Trying to start again with some issues from last year. Through one of the hotseats for the Networked Learning Conference I had tried to find a copy of a paper by Richard Hall. I had given up but now today I try again and find that Amazon has a few pages so I can get an idea of it. Not sure how much I can quote but here are a few words, there is mention of a project to " imagine alternatives that reclaim humanity from the fetishization of an Empire of things."

So the attraction of mobile devices is presented as a fetish. The USA as Empire is assumed, as it often is.

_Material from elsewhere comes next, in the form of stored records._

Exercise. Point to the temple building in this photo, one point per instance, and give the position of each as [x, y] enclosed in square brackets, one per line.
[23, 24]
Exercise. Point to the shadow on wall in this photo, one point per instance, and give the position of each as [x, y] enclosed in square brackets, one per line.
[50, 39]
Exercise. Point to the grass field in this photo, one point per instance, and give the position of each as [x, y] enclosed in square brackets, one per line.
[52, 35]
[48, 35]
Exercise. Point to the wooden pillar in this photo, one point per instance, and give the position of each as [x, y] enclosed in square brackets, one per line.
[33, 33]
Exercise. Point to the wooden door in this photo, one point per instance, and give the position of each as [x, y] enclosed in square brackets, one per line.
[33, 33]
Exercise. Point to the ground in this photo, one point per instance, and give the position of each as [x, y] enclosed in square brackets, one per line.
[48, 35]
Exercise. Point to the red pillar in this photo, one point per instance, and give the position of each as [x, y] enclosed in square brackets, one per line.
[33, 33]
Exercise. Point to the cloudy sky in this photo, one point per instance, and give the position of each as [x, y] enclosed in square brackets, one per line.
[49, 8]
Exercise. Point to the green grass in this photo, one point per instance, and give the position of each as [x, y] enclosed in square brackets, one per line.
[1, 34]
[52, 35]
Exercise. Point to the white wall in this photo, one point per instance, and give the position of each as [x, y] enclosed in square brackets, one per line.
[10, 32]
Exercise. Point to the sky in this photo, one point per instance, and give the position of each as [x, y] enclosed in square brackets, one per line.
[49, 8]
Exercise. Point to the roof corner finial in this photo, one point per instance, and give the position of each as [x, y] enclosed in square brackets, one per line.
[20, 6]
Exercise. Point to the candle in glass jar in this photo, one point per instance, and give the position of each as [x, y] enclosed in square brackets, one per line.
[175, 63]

Previously I found a blog post that I guessed was similar to the article. Today I found another one that is much more general about the neoliberal university. I am beginning to wonder if the concern has much to do with technology as such. Sometimes it appears there is a method of critique that can be applied to anything. So I don't expect to discover much about mobile technology as such. and the book is about £60, hardback only. OK if you're already inside a neoliberal university I guess.

I hope that more of the content becomes available as blog posts so it can be public. Proposed papers for future conferences can coexist.

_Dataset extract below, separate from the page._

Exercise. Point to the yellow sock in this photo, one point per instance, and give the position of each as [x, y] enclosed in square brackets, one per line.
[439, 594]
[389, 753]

Meanwhile there is a MOOC coming up with Bruno Latour. I am going to try to follow it. He also has a site for a version of a book at Modes Of Existence . This continues something from the proposal that we were never modern. So I should get a better idea of how modernity is understood. Was there some time long ago when universities had no commercial pressure? Can we get back there?

The MOOC or something like it is now more or less normal technology. The knocking copy is not going to stop it. It can be contested, like universities and other education.